1. Rich Longmore’s art in the new Carcosa is great.

I suspect the decision to go with black and white line art had something to do with economics and even more to do with the difficulties the artist (and printer) would have encountered in reproducing ulfire and other imaginary colours out of space. Anyway, it suits me just fine. For whatever reason, I’ve always preferred line art to full-colour painted illustration. Moreover, it is a truth universally acknowledged that in the long history of human endeavour in the visual arts, the benchmark for true greatness is the early era of 2000 AD (say, the first four hundred progs or thereabouts). Longmore pieces like this one

and this one

would not have looked out of place alongside the work of Mike McMahon, Carlos Ezquerra, Ian Gibson, Massimo Belardinelli, and the rest of Tharg’s art droids back in the late ’70s and early ’80s. My verdict: zarjaz!

2. What am I going to do with Carcosa?

I’m currently running “Stonehell on the Borderlands”, which is – och, work it out. I’m also working on two other projects. One is BRP-related, and I’ll say more about that another time. The other is a creepy hexcrawly sandbox setting for B/X D&D that might be pitched as “Beowulf goes to Deadwood and meets Tsathoggua” and was at least partly inspired by Realms of Crawling Chaos from Goblinoid Games. Now, you can see how there might be some degree of Cthulhoid affinity between the latter project and the planet Carcosa. On the other hand, the tone I’m aiming for is more Alan Garner or Border balladry than the gonzo sorcery and super-science of Geoffrey McKinney’s creation.

In the introduction to Carcosa, McKinney suggests some ways of using his book (or indeed any published setting material), ranging from using it as-is for a campaign (I can’t see that happening, because I have more than enough ideas for campaigns of my own) to treating it as an inspirational template (which it is) and/or cherry-picking individual elements (monsters, etc.) for use in an original campaign. Or…

The player characters in your regular campaign have been transported by a curse to a terrible location: Carcosa.
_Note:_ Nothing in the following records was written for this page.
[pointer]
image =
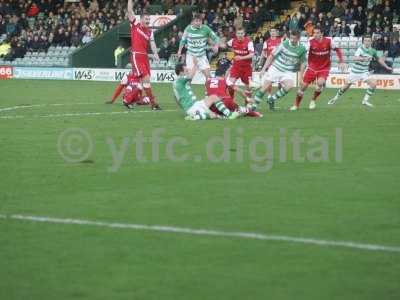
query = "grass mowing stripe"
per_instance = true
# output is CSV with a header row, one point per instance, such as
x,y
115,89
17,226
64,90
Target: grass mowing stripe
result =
x,y
207,232
44,105
82,114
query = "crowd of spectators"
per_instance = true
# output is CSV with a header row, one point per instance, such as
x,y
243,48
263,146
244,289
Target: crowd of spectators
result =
x,y
35,25
351,18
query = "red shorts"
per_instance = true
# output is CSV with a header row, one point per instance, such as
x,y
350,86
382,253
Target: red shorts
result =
x,y
140,64
311,75
242,72
229,103
132,96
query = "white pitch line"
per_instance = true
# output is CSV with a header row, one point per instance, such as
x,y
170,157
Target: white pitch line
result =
x,y
83,114
44,105
206,232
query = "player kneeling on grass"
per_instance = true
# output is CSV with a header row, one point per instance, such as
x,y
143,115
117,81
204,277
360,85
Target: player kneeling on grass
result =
x,y
282,65
243,49
359,70
319,64
132,88
186,99
217,86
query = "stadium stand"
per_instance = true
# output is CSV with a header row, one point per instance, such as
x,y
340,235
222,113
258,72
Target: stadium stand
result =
x,y
46,32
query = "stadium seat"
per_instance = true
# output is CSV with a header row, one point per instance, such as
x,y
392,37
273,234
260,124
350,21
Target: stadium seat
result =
x,y
344,44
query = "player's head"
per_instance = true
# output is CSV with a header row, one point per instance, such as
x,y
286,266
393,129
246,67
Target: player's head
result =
x,y
367,41
294,36
273,32
179,69
317,33
240,33
222,68
197,20
145,19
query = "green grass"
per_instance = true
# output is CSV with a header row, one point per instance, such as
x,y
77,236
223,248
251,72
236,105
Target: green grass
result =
x,y
353,200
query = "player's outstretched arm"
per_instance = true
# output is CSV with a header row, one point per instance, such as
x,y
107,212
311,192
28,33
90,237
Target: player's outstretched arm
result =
x,y
154,48
131,14
182,43
382,62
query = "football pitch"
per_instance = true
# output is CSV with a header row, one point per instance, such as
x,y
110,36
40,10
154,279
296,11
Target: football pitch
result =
x,y
100,203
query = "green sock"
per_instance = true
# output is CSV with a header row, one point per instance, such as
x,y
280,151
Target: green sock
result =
x,y
258,96
222,108
368,93
279,94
Now then. The day before Carcosa arrived from Finland, the postman brought me another parcel of gaming goodness in the shape of J.M. Stater’s NOD 11, the main feature of which is a huge hexcrawl … of Hell. By which I mean Hell in the literary tradition of Dante and Milton, but it got me thinking. I believe it was Blair of Planet Algol who said that Carcosa is Hell. (I would check but Blogger seems to be three sheets to the wind today.) In the campaign I’m devising, there will be times when the player characters are confronted with evil so chaotic and alien as to be beyond their comprehension. They may do battle with it and, if so, they may survive or they may perish. At some point they may be taken (by a curse, or perhaps via the Spatial Transference Void fashioned by the Great Race, or some other method, preferably triggered by the players’ own actions) to a hellish place dominated by that chaotic alien evil: a place called Carcosa. (One thing I’d have to decide is whether to use Carcosa’s proposed dice conventions to simulate the increased influence of Chaos over natural laws.)

So, yes. Carcosa as a potential change of pace and scenery during an ongoing campaign. Also a stark warning of what might happen to the PCs’ own fragile world should they fail to root out and destroy the evil lurking therein. And I get to have dinosaurs in my game. I like it. I like it a lot.